What is observed by the Allahabad High Court in the case referred to above is : "As to the contention of Ram Sewak's learned counsel that he merely signed the bills because they had already been signed by Ghose and Snayal, it does not execuse Ram Sewak at all. If a person joins another in the commission of a crime by which he is to benefit and which it would not be possible to commit but for his aid, he is guilty of the commission of the crime." Unless it is shown that the commission of the crime was not possible without the specific aid rendered by the person he would not be liable for being convicted in terms of the forgoing observation. In this case it was open to Mr. T. C. Gandhi, accused No. 3, to give an imaginary sub lease to anyone.

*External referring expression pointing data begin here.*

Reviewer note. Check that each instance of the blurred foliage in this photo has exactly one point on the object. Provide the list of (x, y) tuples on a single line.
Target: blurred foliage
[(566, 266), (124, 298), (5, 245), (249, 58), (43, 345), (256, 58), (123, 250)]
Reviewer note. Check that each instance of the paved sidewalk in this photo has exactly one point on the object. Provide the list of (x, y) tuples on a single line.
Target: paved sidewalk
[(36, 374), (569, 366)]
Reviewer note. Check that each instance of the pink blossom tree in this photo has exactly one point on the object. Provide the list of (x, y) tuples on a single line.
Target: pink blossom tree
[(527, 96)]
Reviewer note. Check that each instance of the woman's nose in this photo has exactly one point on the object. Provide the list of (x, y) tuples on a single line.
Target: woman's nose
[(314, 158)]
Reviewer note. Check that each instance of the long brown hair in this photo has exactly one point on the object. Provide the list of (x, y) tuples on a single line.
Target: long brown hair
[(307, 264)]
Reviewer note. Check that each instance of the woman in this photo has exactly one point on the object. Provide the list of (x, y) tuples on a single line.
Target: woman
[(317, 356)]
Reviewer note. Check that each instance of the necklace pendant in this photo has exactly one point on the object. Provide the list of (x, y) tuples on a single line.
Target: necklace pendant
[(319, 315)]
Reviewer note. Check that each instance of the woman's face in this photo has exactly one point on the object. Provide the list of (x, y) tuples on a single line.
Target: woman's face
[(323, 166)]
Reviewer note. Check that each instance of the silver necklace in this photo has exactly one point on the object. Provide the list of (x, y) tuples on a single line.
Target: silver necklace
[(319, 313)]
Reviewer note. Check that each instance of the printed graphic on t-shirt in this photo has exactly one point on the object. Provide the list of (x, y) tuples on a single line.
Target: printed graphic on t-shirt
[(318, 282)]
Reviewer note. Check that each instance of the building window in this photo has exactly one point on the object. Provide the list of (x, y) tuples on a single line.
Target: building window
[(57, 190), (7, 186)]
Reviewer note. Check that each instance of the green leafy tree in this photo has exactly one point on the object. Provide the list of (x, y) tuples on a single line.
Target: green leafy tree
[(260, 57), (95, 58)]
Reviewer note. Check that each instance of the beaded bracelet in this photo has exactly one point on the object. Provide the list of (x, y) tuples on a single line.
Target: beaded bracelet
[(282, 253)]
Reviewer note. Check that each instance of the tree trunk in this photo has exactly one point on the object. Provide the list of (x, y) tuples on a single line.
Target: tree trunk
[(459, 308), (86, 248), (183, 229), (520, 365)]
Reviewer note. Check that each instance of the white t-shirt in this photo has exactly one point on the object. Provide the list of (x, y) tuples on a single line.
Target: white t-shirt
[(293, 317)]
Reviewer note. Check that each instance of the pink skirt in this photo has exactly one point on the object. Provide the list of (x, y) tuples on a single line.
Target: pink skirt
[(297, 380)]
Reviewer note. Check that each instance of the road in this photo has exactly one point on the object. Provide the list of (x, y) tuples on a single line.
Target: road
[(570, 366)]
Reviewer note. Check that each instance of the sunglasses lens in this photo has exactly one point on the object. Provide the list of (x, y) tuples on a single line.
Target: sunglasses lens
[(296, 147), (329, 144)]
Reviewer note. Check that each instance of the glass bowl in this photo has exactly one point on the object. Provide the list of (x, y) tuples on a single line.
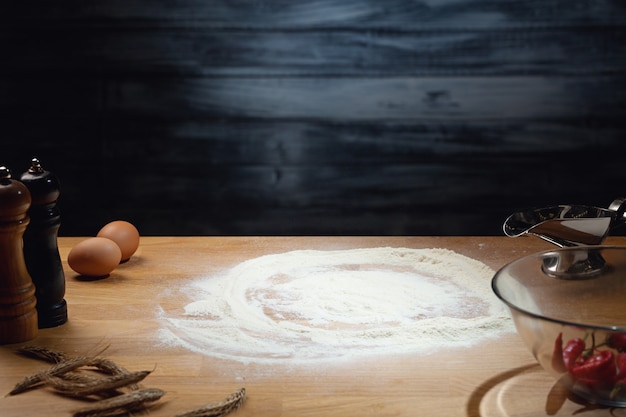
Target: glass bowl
[(569, 307)]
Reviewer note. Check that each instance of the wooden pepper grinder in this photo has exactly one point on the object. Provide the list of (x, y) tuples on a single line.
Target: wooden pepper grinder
[(41, 250), (18, 313)]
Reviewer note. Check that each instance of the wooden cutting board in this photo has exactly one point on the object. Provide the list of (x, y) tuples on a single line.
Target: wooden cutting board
[(120, 313)]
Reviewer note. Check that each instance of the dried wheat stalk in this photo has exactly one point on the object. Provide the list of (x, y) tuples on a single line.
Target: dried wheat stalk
[(121, 404), (234, 401), (91, 386), (43, 353), (38, 377)]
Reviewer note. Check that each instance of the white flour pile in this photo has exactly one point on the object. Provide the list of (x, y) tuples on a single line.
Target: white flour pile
[(306, 306)]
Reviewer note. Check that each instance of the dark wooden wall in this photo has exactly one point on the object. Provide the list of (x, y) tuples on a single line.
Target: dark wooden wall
[(196, 117)]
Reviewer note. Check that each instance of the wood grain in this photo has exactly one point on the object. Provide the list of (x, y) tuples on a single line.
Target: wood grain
[(315, 117)]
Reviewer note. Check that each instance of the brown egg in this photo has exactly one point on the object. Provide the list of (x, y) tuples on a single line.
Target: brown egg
[(94, 257), (124, 234)]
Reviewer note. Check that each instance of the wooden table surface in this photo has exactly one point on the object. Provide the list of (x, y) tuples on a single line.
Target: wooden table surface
[(490, 379)]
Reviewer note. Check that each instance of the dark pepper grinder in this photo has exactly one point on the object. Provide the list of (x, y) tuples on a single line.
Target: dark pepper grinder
[(41, 250), (18, 314)]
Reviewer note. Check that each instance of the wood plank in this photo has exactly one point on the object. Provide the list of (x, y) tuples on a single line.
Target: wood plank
[(334, 99), (322, 13), (248, 52), (451, 382)]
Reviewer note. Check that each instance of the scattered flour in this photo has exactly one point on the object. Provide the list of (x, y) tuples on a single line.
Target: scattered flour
[(306, 306)]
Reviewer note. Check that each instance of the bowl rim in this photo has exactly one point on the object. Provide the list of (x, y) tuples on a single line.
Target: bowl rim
[(498, 273)]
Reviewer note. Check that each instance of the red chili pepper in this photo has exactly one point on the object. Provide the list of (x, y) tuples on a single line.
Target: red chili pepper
[(620, 361), (572, 352), (596, 371), (557, 355), (617, 341)]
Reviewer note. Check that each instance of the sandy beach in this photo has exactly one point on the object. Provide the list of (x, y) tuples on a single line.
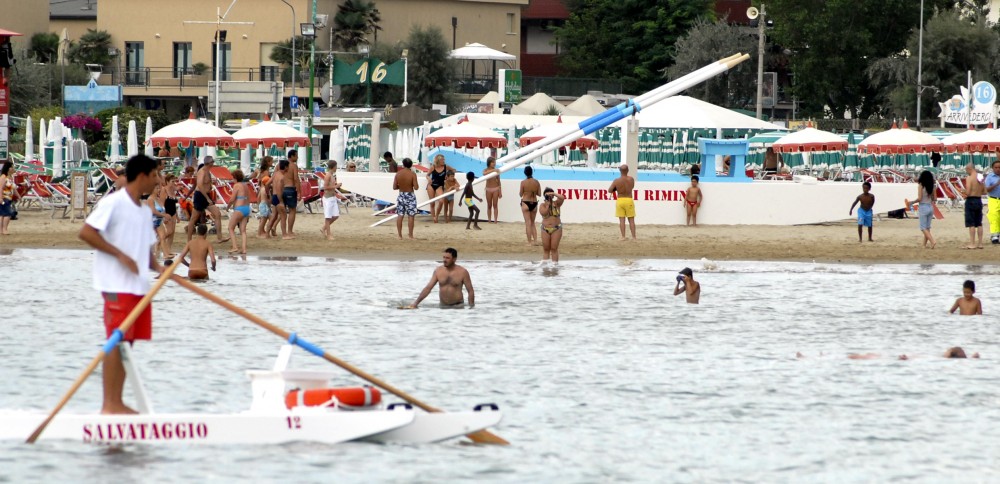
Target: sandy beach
[(896, 241)]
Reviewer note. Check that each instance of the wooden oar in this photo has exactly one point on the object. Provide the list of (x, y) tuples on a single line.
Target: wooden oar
[(479, 437), (113, 340)]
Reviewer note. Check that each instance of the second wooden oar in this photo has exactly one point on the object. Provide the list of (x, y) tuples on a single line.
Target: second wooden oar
[(116, 337), (479, 437)]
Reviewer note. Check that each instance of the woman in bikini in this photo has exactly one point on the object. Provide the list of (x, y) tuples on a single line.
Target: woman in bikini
[(493, 193), (240, 203), (167, 197), (551, 209), (530, 190)]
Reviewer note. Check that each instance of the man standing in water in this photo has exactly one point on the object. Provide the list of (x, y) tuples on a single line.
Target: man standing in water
[(120, 229), (450, 278), (406, 203), (290, 194), (625, 206)]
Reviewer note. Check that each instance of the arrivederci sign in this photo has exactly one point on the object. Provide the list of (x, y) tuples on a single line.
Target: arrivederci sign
[(976, 108)]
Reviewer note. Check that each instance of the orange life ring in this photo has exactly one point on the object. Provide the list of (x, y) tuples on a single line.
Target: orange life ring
[(364, 396)]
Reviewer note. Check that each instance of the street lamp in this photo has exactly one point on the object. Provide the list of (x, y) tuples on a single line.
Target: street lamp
[(293, 45), (920, 61)]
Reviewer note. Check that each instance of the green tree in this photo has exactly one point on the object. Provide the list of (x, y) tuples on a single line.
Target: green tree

Accused Nos. 4 and 5, whose case was dealt with while disposing of Criminal Miscellaneous (Main) No. 136 of 1970, were necessarily not the only persons to whom a void sub-lease could have been granted. It passes comprehension how accused No. 3, could grant any consequential sub-lease to any person. After giving a detailed hearing to Mr. R. C. Chopra in every aspect of the case, I am confirmed that the order passed on the 17th of March, 1971, should stand. That order is limited to its own scope. The Criminal Miscellaneous Application No. 264 of 1971 is dismissed. Any other petition otherwise pending will not be prejudiced by this order. The complainants will be at liberty to continue proceedings against accused Nos. 1, 2, 3 and 6. Order accordingly.